Harga Bensin AS Meledak, Trump Disorot Keras
KilatNews.id, Washington- Lonjakan harga bensin di Amerika Serikat kini bukan sekadar isu ekonomi—ini sudah berubah menjadi bom politik.
Dalam waktu kurang dari sebulan, harga bensin nasional melonjak drastis dari USD 2,93 menjadi USD 3,94 per galon. Kenaikan ini hampir menyentuh 75% menurut klaim politikus oposisi.
Pemimpin Minoritas Senat AS, Chuck Schumer, bahkan secara terang-terangan menunjuk satu pihak sebagai penyebabnya: Presiden Donald Trump.
“Satu orang yang harus disalahkan: Donald Trump.”
Pernyataan ini bukan sekadar kritik biasa—ini adalah serangan politik langsung di tengah situasi ekonomi yang semakin menekan rakyat Amerika.
Akar Masalah: Perang dan Pasokan Energi Terganggu
Lonjakan harga ini bukan terjadi tanpa sebab. Konflik geopolitik, terutama perang di Timur Tengah, menjadi pemicu utama.
Serangan terhadap Iran dan ketegangan di kawasan vital seperti Selat Hormuz telah:
- Mengganggu distribusi minyak global
- Mendorong harga minyak mentah naik tajam
- Membuat harga bensin ikut meroket
Sejak konflik memanas, harga bensin bahkan sudah naik sekitar 90 sen per galon dan diprediksi bisa menembus USD 4 dalam waktu dekat.
Artinya, tekanan terhadap masyarakat bukan hanya nyata—tetapi juga belum akan berhenti.
Kebijakan Trump Dinilai Tak Efektif
Pemerintahan Trump memang tidak tinggal diam. Sejumlah langkah telah diambil, seperti:
- Melonggarkan aturan pengiriman bahan bakar (Jones Act)
- Rencana mencabut regulasi bensin musim panas
Namun masalahnya, kebijakan ini dinilai hanya berdampak kecil.

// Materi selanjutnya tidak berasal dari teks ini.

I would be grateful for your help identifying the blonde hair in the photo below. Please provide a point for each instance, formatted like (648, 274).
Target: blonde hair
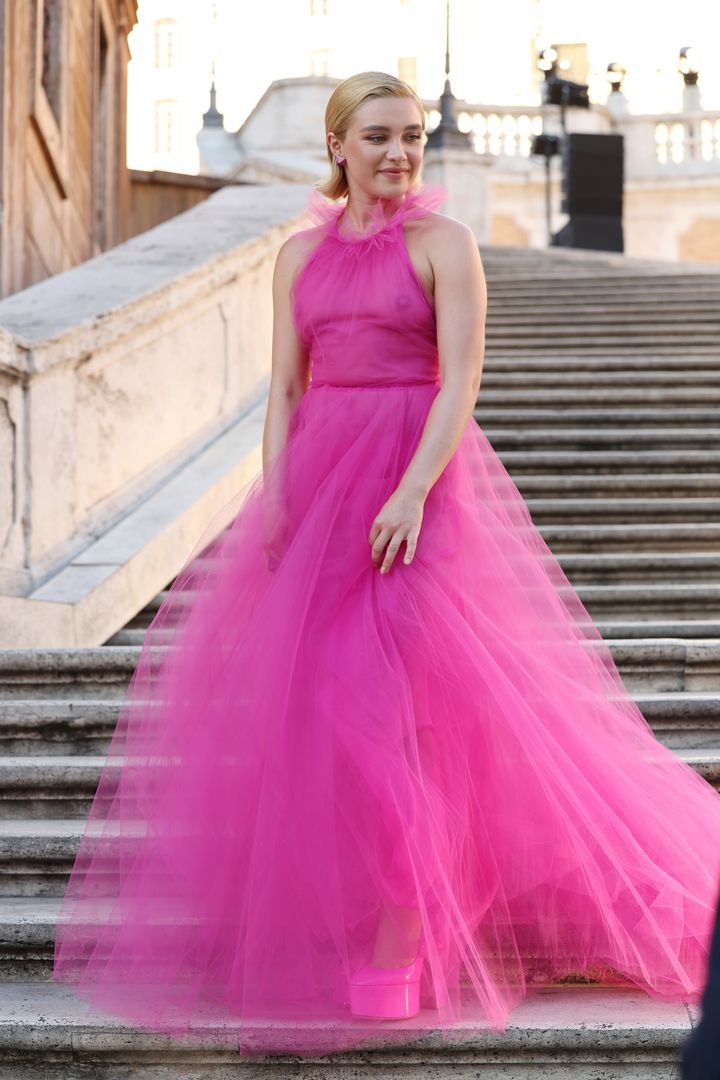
(343, 103)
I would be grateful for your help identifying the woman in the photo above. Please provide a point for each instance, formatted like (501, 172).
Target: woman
(376, 761)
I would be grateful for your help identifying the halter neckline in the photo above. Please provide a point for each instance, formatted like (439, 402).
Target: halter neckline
(418, 202)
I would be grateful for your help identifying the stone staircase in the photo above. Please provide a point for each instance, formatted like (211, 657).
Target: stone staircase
(600, 395)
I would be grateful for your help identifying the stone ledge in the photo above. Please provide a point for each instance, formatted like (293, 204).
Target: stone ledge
(112, 578)
(602, 1033)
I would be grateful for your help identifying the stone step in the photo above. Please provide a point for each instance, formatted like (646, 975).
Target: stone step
(506, 415)
(588, 346)
(37, 787)
(626, 439)
(503, 376)
(580, 291)
(684, 630)
(625, 511)
(38, 726)
(638, 537)
(528, 321)
(638, 307)
(642, 569)
(668, 599)
(41, 727)
(609, 364)
(666, 664)
(623, 486)
(34, 706)
(68, 674)
(596, 1031)
(653, 400)
(614, 463)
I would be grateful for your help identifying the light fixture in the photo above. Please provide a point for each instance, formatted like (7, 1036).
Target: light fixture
(688, 65)
(547, 61)
(615, 75)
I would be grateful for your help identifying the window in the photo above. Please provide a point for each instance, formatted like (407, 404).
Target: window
(166, 122)
(320, 62)
(166, 39)
(407, 70)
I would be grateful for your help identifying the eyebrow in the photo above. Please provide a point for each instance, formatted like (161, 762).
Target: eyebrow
(383, 127)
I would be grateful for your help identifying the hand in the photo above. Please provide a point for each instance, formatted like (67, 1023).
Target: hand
(399, 520)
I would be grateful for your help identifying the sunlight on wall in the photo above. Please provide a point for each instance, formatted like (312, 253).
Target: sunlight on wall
(492, 55)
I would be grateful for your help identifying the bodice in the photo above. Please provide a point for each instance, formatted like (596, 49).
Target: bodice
(357, 301)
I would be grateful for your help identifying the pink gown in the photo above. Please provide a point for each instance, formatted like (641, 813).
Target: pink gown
(307, 742)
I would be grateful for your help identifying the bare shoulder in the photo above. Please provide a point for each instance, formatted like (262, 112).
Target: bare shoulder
(447, 237)
(295, 250)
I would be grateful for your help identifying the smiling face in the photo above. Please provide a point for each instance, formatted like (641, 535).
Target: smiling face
(382, 147)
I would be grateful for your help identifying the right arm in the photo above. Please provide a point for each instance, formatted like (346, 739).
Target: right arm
(290, 363)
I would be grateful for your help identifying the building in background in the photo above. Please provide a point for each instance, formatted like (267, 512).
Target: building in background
(64, 181)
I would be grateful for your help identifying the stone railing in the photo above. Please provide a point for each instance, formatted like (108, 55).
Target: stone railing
(132, 389)
(675, 144)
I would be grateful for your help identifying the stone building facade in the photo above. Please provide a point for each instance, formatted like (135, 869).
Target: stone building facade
(64, 183)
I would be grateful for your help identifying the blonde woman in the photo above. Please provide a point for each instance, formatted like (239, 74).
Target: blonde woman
(376, 763)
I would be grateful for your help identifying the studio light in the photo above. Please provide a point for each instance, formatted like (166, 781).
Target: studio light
(688, 65)
(615, 75)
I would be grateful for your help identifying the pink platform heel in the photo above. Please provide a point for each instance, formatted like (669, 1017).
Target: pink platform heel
(386, 993)
(394, 993)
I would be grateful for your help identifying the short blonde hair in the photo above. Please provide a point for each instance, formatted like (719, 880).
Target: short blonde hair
(343, 103)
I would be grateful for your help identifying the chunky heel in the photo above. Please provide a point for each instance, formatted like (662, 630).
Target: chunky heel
(386, 993)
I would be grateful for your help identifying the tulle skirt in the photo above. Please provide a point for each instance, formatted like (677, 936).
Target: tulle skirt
(308, 744)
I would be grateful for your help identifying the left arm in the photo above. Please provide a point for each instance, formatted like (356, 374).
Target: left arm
(460, 313)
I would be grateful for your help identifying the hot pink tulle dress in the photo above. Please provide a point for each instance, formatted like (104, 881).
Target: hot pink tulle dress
(307, 742)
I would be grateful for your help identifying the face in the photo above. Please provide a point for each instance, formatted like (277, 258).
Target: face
(382, 147)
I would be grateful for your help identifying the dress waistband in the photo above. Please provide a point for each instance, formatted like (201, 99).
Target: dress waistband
(371, 386)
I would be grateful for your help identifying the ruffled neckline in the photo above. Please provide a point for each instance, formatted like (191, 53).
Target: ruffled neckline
(419, 201)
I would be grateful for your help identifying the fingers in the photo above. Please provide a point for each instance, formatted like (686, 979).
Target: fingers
(392, 548)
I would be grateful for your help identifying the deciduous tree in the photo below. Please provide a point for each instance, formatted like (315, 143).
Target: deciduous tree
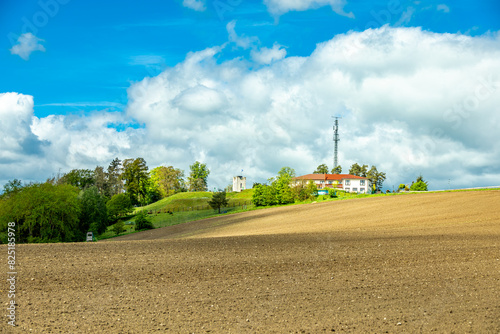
(169, 180)
(218, 200)
(135, 174)
(198, 177)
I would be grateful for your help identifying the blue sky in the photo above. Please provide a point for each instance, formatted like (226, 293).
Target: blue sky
(82, 63)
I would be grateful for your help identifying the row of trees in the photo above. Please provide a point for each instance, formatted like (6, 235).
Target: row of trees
(278, 190)
(65, 207)
(133, 177)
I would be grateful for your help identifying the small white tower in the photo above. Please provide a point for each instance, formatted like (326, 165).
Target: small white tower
(239, 183)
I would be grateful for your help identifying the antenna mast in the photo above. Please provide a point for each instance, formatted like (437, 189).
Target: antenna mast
(336, 140)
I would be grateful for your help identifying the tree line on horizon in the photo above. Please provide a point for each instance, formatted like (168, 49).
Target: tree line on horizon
(66, 207)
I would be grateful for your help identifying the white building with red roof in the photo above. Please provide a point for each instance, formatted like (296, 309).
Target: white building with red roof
(346, 182)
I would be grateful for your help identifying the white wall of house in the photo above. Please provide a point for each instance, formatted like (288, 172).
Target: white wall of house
(356, 186)
(239, 183)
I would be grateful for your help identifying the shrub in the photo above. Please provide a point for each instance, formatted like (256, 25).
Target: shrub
(118, 227)
(142, 222)
(332, 192)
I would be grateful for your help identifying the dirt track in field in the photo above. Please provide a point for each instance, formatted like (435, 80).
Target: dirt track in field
(413, 263)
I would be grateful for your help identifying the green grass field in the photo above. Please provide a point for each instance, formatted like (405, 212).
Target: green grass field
(190, 206)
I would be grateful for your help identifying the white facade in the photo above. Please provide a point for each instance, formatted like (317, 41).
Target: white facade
(346, 182)
(239, 183)
(356, 186)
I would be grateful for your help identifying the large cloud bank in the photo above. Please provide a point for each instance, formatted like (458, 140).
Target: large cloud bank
(411, 102)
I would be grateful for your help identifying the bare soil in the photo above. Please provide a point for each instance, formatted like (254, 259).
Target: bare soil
(414, 263)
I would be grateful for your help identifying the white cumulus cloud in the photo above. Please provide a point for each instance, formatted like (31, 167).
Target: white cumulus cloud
(267, 56)
(27, 43)
(279, 7)
(443, 8)
(197, 5)
(411, 102)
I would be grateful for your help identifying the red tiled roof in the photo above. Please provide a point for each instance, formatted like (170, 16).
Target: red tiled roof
(329, 177)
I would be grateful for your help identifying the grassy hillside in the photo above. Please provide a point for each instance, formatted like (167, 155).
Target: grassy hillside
(187, 206)
(187, 200)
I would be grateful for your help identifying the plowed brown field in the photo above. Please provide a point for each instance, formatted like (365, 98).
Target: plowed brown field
(414, 263)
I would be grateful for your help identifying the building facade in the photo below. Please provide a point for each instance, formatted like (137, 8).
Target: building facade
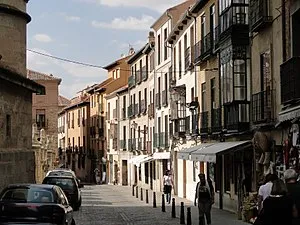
(17, 155)
(45, 108)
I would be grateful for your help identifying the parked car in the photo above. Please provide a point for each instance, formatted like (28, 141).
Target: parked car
(64, 172)
(35, 204)
(70, 187)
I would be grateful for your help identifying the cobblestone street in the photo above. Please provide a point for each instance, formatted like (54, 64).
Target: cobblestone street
(107, 204)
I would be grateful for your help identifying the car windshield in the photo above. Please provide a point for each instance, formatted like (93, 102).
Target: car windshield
(30, 195)
(63, 183)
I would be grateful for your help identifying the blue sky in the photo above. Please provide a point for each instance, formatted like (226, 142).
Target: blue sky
(91, 31)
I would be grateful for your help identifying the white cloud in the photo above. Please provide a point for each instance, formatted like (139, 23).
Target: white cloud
(72, 18)
(43, 38)
(157, 5)
(74, 77)
(130, 23)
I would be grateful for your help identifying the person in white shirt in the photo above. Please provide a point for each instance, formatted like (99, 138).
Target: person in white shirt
(168, 184)
(264, 191)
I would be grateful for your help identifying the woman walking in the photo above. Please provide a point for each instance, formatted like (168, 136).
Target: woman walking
(168, 184)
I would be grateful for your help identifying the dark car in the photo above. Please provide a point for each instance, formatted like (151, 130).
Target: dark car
(70, 187)
(35, 204)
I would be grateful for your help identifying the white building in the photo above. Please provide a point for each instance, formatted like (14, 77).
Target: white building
(162, 81)
(184, 104)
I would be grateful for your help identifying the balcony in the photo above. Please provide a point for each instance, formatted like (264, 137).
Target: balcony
(204, 122)
(144, 73)
(203, 48)
(187, 59)
(157, 100)
(130, 111)
(123, 144)
(101, 132)
(115, 115)
(115, 143)
(216, 124)
(259, 14)
(138, 76)
(236, 117)
(151, 110)
(234, 24)
(164, 96)
(143, 107)
(132, 144)
(263, 106)
(131, 81)
(123, 113)
(137, 109)
(161, 140)
(149, 147)
(290, 80)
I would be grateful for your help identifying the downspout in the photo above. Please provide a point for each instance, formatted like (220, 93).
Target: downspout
(283, 30)
(173, 168)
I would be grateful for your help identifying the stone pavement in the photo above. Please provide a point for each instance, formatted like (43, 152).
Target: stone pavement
(115, 205)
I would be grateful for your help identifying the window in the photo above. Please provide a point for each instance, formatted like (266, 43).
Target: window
(8, 126)
(165, 46)
(213, 21)
(203, 97)
(41, 118)
(203, 27)
(213, 93)
(159, 49)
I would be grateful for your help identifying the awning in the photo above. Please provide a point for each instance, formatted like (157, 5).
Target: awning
(185, 153)
(135, 159)
(161, 155)
(146, 159)
(209, 153)
(289, 114)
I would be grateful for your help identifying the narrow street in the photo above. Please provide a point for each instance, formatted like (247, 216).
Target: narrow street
(107, 204)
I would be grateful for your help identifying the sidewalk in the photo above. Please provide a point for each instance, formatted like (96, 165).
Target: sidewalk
(219, 217)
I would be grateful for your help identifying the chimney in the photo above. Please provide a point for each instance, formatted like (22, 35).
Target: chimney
(151, 38)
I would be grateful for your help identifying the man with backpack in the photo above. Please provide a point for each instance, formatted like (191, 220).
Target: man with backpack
(205, 198)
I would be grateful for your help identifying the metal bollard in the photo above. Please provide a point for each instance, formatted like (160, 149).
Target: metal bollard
(163, 203)
(154, 199)
(142, 198)
(188, 216)
(147, 197)
(182, 219)
(173, 214)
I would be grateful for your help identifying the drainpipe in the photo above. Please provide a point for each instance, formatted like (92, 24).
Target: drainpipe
(283, 30)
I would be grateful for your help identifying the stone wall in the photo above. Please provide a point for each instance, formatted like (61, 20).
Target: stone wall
(16, 155)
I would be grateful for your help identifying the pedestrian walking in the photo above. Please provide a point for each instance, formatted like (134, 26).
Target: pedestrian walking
(168, 184)
(264, 190)
(205, 198)
(278, 208)
(290, 176)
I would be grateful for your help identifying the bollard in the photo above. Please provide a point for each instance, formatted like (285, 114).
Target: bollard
(147, 197)
(189, 216)
(173, 214)
(154, 199)
(163, 203)
(182, 219)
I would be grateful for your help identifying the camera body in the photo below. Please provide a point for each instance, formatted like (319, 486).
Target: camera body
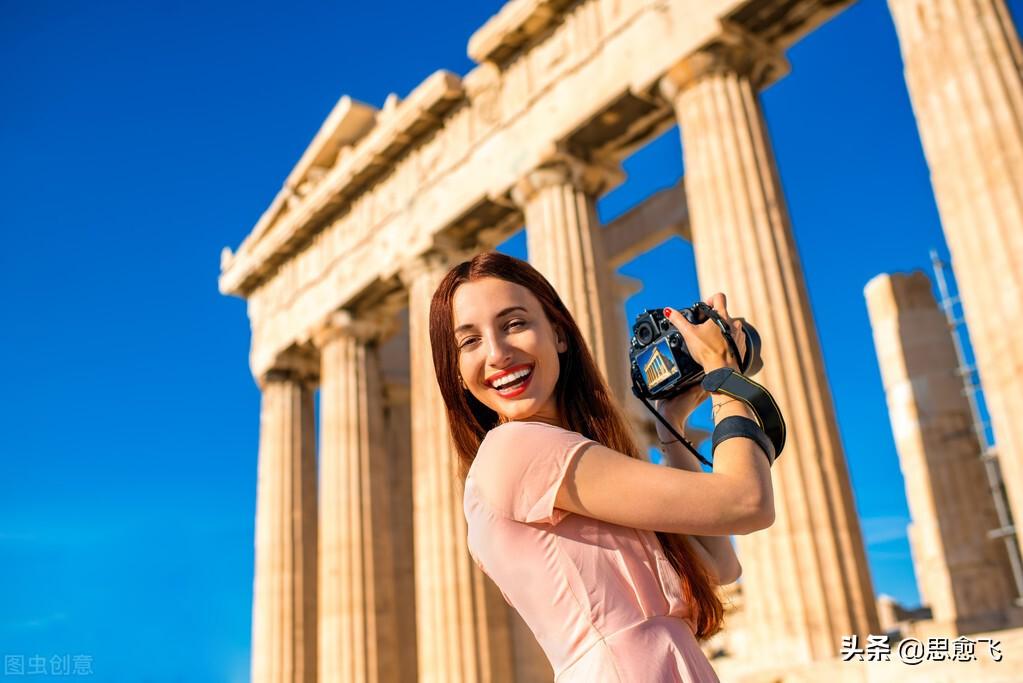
(661, 364)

Analis energi menegaskan bahwa:
- Harga minyak global tidak ditentukan oleh biaya distribusi semata
- Dampak kebijakan tersebut hanya bisa menurunkan harga sekitar 10–20 sen saja
Dengan kata lain, langkah-langkah ini tidak cukup kuat untuk meredam lonjakan besar yang terjadi.
Isu Ekonomi Berubah Jadi Senjata Politik
Kenaikan harga bensin kini menjadi senjata politik paling panas menjelang pemilu paruh waktu di AS.
Trump sebelumnya berjanji akan:
- Menurunkan harga energi
- Meningkatkan produksi minyak domestik
Namun realitanya, yang terjadi justru sebaliknya:
- Harga naik tajam
- Pasar energi bergejolak
- Konsumen makin tertekan oleh inflasi
Situasi ini membuka celah besar bagi lawan politik untuk menyerang kredibilitas pemerintah.
Kesimpulan
Lonjakan harga bensin di AS bukan sekadar akibat pasar—ini adalah kombinasi krisis geopolitik, kebijakan energi, dan tekanan politik.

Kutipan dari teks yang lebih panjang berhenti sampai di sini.